Merasa sudah mulai bosan dan terganggu Keanza menepis tangan Daffa dikedua bahunya, yang mana usahanya sia-sia. "Om ihh dari tadi ganggu Kea mulu,"
"Ya manggilnya Papa, Kea. bukan Om, coba deh Papa gituh." Daffa berdiri dengan berkacak pinggang, dirinya merasa kesal sendiri dengan Keanza.
“Om…”
"Zikri anak lu susah amat di kasih taunya, rese banget anak siapa sihh lu?" Daffa berteriak pada Zikri yang kebetulan Lewat di hadapan mereka -akan memasuki kamar untuk menyiapkan air hangat untuknya mandi.
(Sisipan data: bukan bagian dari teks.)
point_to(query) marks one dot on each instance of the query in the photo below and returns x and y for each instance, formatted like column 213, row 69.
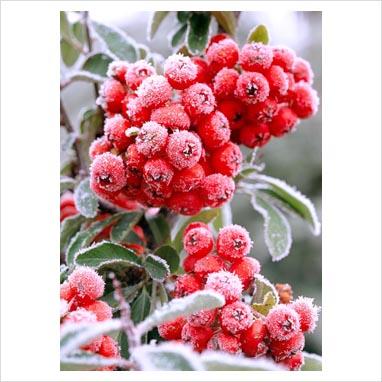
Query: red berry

"Anak Daffa." kali ini benar jawabannya namun jika Daffa menyuruhnya pasti tetap Om panggilannya.
"Ya udah panggil Papa, ayo anak Papa coba sayang, panggil Papa." Daffa menatap penuh harap pada Kea yang menatapnya dengan tatapan polos, mulut itu terbuka bersiap mengeluarkan Suaranya.
"Pap,,," ucap Daffa mengeja.
"Om?"
Mendengar nama itu keluar, Daffa menghela nafas panjang sebelum,
"KEAAAA!!"
"AYAHHHHH!!"
Teriakan di belakang dan di sambung dengan panggil ayah dari Kea membuatnya memasang wajah yang begitu dingin. Apa semua ini ada sangkut pautnya dengan orang itu disini?
Jadi panggil Om yang kembali Kea ucapkan itu adalah perintah dari orang ini? Itu kesimpulan yang Daffa ambil.
Tatapannya menajam saat Keanza bertepuk tangan dihadapan orang yang berada di depan pintu yang di biarkan terbuka saat dirinya pulang.
Ditangan orang itu terdapat beberapa pelastik yang sepertinya sebuah makanan.
"Gua baru tahu kalo pagi itu waktu yang pas buat bertamu kerumah orang." Sinisnya menghadap pada orang itu yang sudah kalian ketahui siapa namanya. Iky, sang ayah Keanza.
"Ahh maaf, gua kira lu masih di rumah bini lu, makanya gua mampir buat sarapan bareng Kea sama Bubunya." Cetus orang itu santai, mendudukan dirinya di sofa single yang berada diruang tamu dengan Kea yang berada di pangkuannya melihat kearah mereka dengan bingung.
"Daffa, air hangat nya udah," ucapan Zikri menggantung di udara, dirinya tidak menyangka akan mendapati Iky yang berada dirumah nya se pagi ini.
"Kamu yang bawa dia kesini kemarin?" Dirinya mengira bahwa satpam yang berjaga memberitahukan info yang salah ketika tadi lewat, ternyata memang benar, Zikri membawa pria lain kerumah mereka.
"Ahhh itu kemaren dia anterin aku pulang dari cafe." Beritahu Zikri dengan canggung, layaknya kekasih yang ketahuan selingkuh.
"Zik, aku bawain sarapan. Aku belinya cuman empat buat kamu, Kea, aku sama Ima. Soalnya aku gak tau kalo Daffa, pulang." Sela Iky menimbrung dalam percakapan mereka.
“Lagian juga gua males sarapan bareng,” Ketus Daffa “Hahhhh, air panas udah kamu siapin kan? Aku mandi dulu.” Lanjutnya mencium pipi Keanza dan berjalan kearah Zikri yang masih berdiri didepan pintu kamar mereka.
"Siapin pakaian aku tolong." Tambahnya dan mecium kening Zikri sebelum masuk kekamar meninggalkan Zikri yang mematung dan Iky yang berdecak.